The Reserve Bank of Zimbabwe failed Monday to redeem as scheduled bonds it issued to mining companies in lieu of cash payment for gold deposited with the central bank by mining companies, mining and financial sources said.
The financially troubled Reserve Bank recently said it intended to extend the term of the bonds for six months pending the outcome of talks with the Ministry of Finance as to funding to redeem the debt instruments.
The central bank failed to pay for gold delivered to it by mining firms in 2007 and 2008, leading to the issuance of the negotiable bonds.
Blanket Mine, a subsidiary of Caledonia Mining Corporation, said it did not expect redemption of bonds with a face value of US$3.2 million.
Other companies and small-scale miners dependent on government payments for extracted gold have also been affected by the default.

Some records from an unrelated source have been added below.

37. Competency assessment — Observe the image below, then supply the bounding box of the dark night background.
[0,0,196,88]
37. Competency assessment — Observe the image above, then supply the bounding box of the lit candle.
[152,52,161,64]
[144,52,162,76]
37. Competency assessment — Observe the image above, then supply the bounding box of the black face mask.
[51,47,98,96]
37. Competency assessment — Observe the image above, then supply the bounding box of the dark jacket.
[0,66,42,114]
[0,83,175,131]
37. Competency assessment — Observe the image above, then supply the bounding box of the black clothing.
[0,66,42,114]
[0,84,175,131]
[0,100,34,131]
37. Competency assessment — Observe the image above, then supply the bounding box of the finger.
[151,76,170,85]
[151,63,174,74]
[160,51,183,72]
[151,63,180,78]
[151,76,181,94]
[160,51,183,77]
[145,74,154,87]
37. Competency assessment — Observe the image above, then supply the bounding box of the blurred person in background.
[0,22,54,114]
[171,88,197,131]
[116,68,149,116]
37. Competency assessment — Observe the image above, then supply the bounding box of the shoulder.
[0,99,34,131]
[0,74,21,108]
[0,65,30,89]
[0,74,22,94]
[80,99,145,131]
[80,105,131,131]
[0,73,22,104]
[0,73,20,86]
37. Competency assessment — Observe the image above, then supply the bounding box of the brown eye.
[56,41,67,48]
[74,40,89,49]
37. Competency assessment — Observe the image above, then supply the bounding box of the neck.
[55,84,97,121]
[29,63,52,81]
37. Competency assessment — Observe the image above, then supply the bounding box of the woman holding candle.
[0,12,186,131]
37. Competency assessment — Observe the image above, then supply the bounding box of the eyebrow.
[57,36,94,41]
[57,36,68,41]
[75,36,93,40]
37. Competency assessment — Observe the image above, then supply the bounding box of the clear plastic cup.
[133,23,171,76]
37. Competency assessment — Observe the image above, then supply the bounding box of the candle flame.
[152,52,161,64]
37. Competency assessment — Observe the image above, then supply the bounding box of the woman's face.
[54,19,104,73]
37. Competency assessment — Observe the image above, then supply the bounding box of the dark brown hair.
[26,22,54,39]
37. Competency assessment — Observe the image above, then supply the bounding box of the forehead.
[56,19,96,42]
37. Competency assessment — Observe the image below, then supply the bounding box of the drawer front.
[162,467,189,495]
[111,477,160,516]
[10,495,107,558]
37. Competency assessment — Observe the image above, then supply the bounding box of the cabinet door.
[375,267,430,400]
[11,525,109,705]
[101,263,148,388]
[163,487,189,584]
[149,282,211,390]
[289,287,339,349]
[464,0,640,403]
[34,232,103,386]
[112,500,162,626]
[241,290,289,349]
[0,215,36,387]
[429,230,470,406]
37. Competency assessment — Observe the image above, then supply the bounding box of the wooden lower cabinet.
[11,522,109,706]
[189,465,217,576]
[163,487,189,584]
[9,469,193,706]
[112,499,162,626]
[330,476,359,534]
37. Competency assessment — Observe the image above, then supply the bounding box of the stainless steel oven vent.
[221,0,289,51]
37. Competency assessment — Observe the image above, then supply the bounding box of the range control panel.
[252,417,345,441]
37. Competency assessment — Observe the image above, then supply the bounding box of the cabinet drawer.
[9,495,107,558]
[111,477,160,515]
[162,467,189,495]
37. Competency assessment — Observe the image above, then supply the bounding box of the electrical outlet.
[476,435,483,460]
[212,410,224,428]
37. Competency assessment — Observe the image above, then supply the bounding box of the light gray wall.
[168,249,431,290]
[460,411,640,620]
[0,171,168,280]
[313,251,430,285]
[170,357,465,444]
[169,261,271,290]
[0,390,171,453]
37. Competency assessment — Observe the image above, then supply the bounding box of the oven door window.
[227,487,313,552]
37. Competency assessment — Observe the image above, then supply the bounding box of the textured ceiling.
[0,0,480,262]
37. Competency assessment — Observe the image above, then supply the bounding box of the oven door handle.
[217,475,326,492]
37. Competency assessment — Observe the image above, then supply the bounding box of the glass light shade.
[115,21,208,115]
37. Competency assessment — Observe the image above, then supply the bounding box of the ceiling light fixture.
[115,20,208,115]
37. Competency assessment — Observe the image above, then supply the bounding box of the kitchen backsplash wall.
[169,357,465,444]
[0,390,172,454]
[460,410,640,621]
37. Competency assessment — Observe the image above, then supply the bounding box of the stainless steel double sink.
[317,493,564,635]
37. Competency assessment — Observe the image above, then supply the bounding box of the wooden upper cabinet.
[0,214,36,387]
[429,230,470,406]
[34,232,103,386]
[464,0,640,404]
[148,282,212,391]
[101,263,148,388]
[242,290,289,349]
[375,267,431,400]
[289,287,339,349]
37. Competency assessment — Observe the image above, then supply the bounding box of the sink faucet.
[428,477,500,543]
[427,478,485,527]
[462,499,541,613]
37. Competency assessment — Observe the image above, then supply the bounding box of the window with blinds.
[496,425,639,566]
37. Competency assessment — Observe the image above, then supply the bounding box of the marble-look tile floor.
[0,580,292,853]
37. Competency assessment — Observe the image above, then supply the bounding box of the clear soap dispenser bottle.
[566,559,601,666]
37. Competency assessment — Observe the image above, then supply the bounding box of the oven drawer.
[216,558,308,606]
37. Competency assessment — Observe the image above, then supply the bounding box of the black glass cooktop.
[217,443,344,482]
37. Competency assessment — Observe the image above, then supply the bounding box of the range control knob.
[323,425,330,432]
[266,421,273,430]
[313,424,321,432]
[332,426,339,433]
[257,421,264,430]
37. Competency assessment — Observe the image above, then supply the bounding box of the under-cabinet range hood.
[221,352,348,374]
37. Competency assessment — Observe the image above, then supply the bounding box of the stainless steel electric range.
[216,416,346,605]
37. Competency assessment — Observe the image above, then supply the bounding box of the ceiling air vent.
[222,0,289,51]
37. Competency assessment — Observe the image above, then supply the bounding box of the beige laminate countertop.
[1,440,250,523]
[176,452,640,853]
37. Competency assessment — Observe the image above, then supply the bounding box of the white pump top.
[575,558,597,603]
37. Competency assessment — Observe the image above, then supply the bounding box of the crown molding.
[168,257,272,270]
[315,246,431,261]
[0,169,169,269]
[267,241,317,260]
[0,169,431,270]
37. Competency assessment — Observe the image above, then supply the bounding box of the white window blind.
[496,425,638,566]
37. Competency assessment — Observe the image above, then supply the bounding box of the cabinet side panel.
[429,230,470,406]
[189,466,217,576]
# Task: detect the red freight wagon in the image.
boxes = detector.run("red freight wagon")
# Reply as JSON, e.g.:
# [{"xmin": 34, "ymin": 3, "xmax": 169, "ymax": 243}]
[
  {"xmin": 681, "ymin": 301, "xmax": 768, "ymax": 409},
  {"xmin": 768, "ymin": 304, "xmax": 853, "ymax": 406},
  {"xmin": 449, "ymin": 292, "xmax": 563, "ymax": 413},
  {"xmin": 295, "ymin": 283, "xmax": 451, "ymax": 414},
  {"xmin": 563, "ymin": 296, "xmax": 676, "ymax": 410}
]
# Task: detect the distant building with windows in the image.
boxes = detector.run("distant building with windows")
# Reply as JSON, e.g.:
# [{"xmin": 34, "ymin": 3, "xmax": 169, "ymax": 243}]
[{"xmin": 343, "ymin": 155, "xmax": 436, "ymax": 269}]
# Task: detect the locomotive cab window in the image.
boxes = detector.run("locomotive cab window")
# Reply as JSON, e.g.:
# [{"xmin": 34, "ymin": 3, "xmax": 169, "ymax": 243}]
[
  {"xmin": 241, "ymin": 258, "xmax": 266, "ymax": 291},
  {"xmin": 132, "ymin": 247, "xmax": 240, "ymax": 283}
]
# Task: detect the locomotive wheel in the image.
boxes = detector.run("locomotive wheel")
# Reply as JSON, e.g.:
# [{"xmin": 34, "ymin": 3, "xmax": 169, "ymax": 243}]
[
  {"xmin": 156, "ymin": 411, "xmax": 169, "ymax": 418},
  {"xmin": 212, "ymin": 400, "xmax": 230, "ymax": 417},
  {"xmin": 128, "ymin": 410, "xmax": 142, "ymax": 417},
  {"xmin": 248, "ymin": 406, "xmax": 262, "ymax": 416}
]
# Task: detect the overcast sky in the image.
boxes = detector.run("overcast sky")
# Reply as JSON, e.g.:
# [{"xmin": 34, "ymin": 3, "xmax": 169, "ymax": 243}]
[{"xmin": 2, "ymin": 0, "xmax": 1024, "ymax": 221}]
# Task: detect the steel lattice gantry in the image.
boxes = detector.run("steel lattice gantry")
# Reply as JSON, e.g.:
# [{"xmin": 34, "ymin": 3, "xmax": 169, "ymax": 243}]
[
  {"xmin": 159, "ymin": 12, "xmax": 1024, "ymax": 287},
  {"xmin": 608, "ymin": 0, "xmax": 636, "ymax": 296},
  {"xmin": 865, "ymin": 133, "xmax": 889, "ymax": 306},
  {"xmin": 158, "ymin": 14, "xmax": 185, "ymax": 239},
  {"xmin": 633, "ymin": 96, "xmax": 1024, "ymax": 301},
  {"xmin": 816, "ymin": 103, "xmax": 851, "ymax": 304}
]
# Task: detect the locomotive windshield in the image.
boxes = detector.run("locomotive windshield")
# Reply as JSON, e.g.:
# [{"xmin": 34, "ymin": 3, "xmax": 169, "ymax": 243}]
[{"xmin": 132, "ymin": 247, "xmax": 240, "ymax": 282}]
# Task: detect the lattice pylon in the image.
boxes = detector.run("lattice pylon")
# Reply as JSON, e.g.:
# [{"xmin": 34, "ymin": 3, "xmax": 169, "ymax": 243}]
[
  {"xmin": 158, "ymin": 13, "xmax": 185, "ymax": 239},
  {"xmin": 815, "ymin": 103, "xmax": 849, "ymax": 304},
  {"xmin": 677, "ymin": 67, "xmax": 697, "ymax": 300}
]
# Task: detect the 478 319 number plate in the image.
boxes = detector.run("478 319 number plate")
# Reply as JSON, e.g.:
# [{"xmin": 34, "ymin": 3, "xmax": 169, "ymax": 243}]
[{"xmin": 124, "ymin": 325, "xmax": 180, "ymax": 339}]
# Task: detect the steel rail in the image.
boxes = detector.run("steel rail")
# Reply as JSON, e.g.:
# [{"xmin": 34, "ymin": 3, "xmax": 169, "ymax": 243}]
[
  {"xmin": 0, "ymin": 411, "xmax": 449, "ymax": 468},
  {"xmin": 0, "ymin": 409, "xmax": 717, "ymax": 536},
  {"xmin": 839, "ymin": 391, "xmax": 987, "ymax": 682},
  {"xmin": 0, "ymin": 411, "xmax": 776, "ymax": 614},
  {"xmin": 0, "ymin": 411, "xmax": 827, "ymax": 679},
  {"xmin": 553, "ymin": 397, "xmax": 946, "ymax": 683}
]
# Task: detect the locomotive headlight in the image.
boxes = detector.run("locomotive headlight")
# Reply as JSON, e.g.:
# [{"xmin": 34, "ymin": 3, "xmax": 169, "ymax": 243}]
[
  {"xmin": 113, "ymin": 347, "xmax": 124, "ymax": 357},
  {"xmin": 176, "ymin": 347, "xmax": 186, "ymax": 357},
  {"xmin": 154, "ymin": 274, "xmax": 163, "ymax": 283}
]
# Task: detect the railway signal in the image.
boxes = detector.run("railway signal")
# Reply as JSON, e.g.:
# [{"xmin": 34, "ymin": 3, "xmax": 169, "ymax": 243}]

Buletsi Nyathi, a member of the Youth in Mining Council of Zimbabwe, told VOA Studio 7 reporter Gibbs Dube that many mining operations will be crippled by the bank’s failure to repay the special bonds.
“This has an effect on our operations since some of us will fail to pay our workers and are in the process of looking for equipment to expand our operations,” Nyathi said.
Economist Godfrey Kanyenze of the Labor and Economic Development Research Institute of Zimbabwe said the central bank’s default on the bonds had dealt a major blow to the mining sector as it struggles to recover.
“The miners are paying the price since they cannot have access to foreign currency to conduct their businesses," Kanyenze said.
He said it remained to be seen how miners would deal with the RBZ in future as they are statutorily obliged sell the gold they have extracted to the bank.
Monday's development was only the latest crisis at the central bank.
The Office of the Sheriff recently attached five buildings belonging to the bank against US$2.1 million in payments owed to Farmtec Supplies and Implements for 60 tractors it delivered to the bank for a farm support program under the former government of President Robert Mugabe.
Financial sources have told VOA that the central bank is insolvent and could collapse unless it is bailed out by the Finance Ministry. But the Movement for Democratic Change formation of Prime Minister Morgan Tsvangirai, whose secretary general is Tendai Biti, the minister of finance, has long been demanding the removal of Reserve Bank Governor Gideon Gono.